From the start political opposition to proceedings, especially regarding the cases brought against Yim Tith and Meas Muth, have been vocalised by the country's long-standing majority government the Cambodian People’s Party (CPP). Many of today’s government figures, including Prime Minister Hun Sen, served under the Khmer Rouge whose murderous regime killed nearly a quarter of Cambodia’s population at the time. Hun Sen has long opposed the trials and threatened that any more cases risk pushing Cambodia into civil war. The politicisation and opposition to the trials are nothing of a surprise when hopes of democracy since the fall of the Khmer Rouge have faded alongside Cambodia’s descent into Hun Sen’s dictatorship. The CPP has cracked down on freedom of speech, jailing opposition leaders, journalists, university students who speak out on social media and even filmmakers. Yet, whatever the CPP claims under Hun Sen’s regime is spun into the truth and the law. Hun Sen continues to defend that everything he does is according to the rule of law, but he has written the laws and it is his judges that are determining what is legal and what is not.
A survivor of the Khmer Rouge regime returns to the Killing Fields to beg for money
Internationally the world has seen this coming, there are little illusions left about the methods Hun Sen will use, however violently or disreputable to stay in power. In 1993 Hun Sen’s party the CPP lost the UN-sponsored elections but he refused to recognise the results, forcing negotiations that resulted in his appointment as joint prime minister. Looking back this was the very first crack in the democratic edifice.
The responsibility for the ECCCs failure cannot be pointed towards the Cambodian government alone but the UN must equally bear the responsibility. Beyond what these trials meant for the victims and survivors of the Khmer Rouge regime, it was also intended to set a precedent for the rest of the world that even decades later those who have committed heinous crimes can still face trial and justice can be granted. The message for the world was that there will be no impunity for serious crimes such as genocide, crimes against humanity and war crimes. With only three convictions and many investigations left unanswered, how can the UN-supported court feel they have achieved this message? This agenda in itself does not serve justice to the Cambodian people, so if the ECCC is to end, with no more investigations left to convict, is there to be no more justice granted to the victims and survivors of the Khmer genocide?
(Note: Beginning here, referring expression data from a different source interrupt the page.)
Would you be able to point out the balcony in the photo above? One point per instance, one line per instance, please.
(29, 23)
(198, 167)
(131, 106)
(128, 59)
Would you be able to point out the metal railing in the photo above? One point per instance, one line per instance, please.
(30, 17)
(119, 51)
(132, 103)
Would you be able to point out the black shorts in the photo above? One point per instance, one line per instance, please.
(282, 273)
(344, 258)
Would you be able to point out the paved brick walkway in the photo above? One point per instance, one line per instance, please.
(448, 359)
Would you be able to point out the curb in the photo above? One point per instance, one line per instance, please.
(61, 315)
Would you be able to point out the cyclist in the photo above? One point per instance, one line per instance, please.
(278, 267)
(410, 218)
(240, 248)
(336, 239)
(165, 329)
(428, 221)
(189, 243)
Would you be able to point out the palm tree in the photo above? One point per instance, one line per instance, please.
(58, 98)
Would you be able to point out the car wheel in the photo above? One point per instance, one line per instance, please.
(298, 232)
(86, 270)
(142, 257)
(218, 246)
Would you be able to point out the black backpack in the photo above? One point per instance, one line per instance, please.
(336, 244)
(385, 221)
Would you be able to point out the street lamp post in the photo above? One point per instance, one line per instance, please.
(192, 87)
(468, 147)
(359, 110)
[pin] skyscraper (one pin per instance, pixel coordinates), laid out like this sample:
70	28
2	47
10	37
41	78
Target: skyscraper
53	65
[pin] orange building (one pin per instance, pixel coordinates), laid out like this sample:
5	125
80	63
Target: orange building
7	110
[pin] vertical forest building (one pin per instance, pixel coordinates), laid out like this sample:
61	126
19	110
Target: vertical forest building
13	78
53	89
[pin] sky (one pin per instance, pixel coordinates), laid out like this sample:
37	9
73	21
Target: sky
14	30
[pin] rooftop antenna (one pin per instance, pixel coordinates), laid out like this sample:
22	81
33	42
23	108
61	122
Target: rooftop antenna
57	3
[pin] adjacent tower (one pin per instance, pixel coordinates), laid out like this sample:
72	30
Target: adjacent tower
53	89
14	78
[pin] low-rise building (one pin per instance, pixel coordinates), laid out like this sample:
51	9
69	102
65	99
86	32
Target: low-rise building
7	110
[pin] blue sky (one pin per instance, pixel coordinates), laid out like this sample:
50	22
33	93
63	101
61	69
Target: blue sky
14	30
Rising from his chair, Chum Mey handed me a copy of his book, an account of his experience as a prisoner at S-21. Reminding Cambodians and the world of the heinous crimes that happened here only decades ago has become his life's work. I realised then, it was why he returned to his old prison to sell his books all these years later.
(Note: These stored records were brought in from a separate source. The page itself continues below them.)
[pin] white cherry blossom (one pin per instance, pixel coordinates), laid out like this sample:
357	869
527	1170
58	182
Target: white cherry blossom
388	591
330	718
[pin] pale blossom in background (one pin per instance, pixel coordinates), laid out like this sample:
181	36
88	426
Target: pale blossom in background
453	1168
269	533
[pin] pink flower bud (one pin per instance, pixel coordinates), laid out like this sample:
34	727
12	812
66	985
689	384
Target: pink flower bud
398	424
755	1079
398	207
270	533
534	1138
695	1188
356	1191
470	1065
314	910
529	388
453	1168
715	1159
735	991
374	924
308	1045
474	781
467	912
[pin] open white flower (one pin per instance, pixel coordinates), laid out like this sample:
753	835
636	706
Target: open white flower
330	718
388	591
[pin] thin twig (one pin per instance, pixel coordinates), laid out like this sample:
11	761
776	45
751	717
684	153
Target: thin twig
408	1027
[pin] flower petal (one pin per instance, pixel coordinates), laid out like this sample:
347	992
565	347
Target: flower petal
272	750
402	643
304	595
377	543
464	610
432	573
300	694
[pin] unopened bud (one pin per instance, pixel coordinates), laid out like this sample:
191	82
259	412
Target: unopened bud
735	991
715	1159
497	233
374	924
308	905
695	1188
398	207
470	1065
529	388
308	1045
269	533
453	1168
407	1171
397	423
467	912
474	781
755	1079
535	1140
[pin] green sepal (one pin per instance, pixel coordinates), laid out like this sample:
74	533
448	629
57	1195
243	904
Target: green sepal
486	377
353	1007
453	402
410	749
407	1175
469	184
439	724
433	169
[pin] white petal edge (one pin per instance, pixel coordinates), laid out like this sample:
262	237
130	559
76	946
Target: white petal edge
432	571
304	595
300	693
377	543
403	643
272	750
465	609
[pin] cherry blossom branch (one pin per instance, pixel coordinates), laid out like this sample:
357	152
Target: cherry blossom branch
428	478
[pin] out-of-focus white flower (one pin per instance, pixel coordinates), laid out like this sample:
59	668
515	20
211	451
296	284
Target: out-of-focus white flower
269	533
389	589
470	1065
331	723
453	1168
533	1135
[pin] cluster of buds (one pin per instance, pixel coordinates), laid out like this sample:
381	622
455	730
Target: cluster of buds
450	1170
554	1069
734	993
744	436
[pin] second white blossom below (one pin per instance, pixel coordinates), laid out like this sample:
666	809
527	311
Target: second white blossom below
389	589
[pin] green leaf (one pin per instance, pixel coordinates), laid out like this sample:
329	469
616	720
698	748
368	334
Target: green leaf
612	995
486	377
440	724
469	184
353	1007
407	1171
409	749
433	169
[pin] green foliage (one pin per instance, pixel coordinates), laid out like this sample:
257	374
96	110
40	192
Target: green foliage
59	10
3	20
The ECCC convicted Duch of war crimes and sentenced him to 19 years in prison. After testifying in excruciating detail before the court, upon hearing the verdict, Chum Mey cried out “We are victims two times, once in the Khmer Rouge time and now once again”.
Bou Meng, a painter and one of only seven survivors at S-21 prison
Bou Meng returns to his place of torture everyday to share his story with visitors and share it with the world
Bou Meng, another survivor of the S-21 prison called it “a slap in the face and a kick in the head” - a sentiment that has been uttered by many Cambodians. Does this mean $300 million and 16 years later the Khmer Rouge tribunal has succeeded in slapping the Cambodian people in the face with false closure and promises for justice? Is this just another chapter in the UN’s systemic and disregard for true justice masked by a Western imperial sense of morality?
I wonder what Chum Mey would say about the trials ending, would he call this justice?